CrashScope: A Practical Automated Android Testing Tool

Team Members: Kevin MoranMario Linares-VásquezCarlos Bernal-Cárdenas, Christopher VendomeDenys Poshyvanyk

College of William & Mary --- SEMERU

 
 

Purpose

This project was created by the Software Engineering Maintenance and Evolution Research Unit (SEMERU) at the College of William & Mary, under the supervision of Dr. Denys Poshyvanyk.  The major goal of the CrashScope project is to provide a practical automated testing tool to developers that is capable exploring an application according to different strategies, generating highly detailed crash reports for applications, and enabling automated replay of crashes via captured testing scripts.

Video Demonstration

Publications

Study Data

We provide a dataset for the empirical validation we performed of the CrashScope tool which includes:

  • An overview of the results presented in the paper.
  • Access to all of the data generated from running the Androtest Benchmark suite, and results of our User Study.

CrashScope

CrashScope Workflow Overview

CrashScope Workflow Overview (Click for more detail)
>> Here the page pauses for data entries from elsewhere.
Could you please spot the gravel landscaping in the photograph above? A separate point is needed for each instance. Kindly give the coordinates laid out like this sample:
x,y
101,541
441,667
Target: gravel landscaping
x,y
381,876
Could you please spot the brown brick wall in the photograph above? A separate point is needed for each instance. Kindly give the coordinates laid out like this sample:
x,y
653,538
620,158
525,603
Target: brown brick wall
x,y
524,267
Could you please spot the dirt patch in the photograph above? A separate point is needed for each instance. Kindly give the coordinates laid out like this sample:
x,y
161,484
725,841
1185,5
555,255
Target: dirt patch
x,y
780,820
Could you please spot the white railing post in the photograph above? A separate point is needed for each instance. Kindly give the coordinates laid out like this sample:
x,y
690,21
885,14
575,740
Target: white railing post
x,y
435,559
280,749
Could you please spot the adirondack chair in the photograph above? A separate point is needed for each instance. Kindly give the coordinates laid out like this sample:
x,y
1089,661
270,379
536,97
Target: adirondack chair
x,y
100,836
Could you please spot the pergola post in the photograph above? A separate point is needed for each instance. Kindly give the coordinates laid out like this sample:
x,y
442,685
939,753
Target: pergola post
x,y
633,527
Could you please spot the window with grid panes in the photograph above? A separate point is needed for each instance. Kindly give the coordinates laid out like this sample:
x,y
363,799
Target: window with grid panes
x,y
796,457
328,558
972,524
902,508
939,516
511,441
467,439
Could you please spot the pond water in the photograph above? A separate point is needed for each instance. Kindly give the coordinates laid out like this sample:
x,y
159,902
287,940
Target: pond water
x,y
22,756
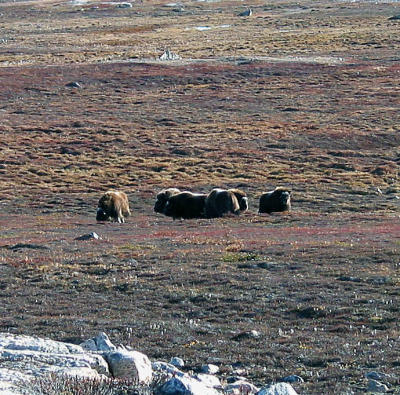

The overall workflow of CrashScope is illustrated in the Figure above. The first step is to obtain the source code of the app, either directly or through decompilation, and detect Activities (by means of static analysis) that are related to contextual features in order to target the testing of such features. In other words, CrashScope will only test certain contextual app features (e.g., wifi off) if it finds instances where they are implemented in the source code. Next, the GUI-Ripping Engine systematically executes the app using various strategies, including enabling and disabling the contextual features (if run on an emulator) at the Activities of the app identified previously. If during the execution, uncaught exceptions are thrown, or the app crashes, dynamic execution information is saved to the CrashScope’s database, including detailed information regarding each event performed during the systematic exploration. After the execution data has been saved to the CrashScope database, the Natural Language Report Generator  parses the database and processes the information for each step of all executions that ended in a crash, generating an HTML based natural language crash report with expressive steps for reproduction. In addition, the Crash Script Generator parses the database and extracts the relevant information for each step in a crashing execution in order to create a replayable script containing adb input commands and markers for contextual state changes. The Script Replayer is able to replay these scripts by executing the sequence of adb input commands and interpreting the contextual state change signals, in order to reproduce the crash. 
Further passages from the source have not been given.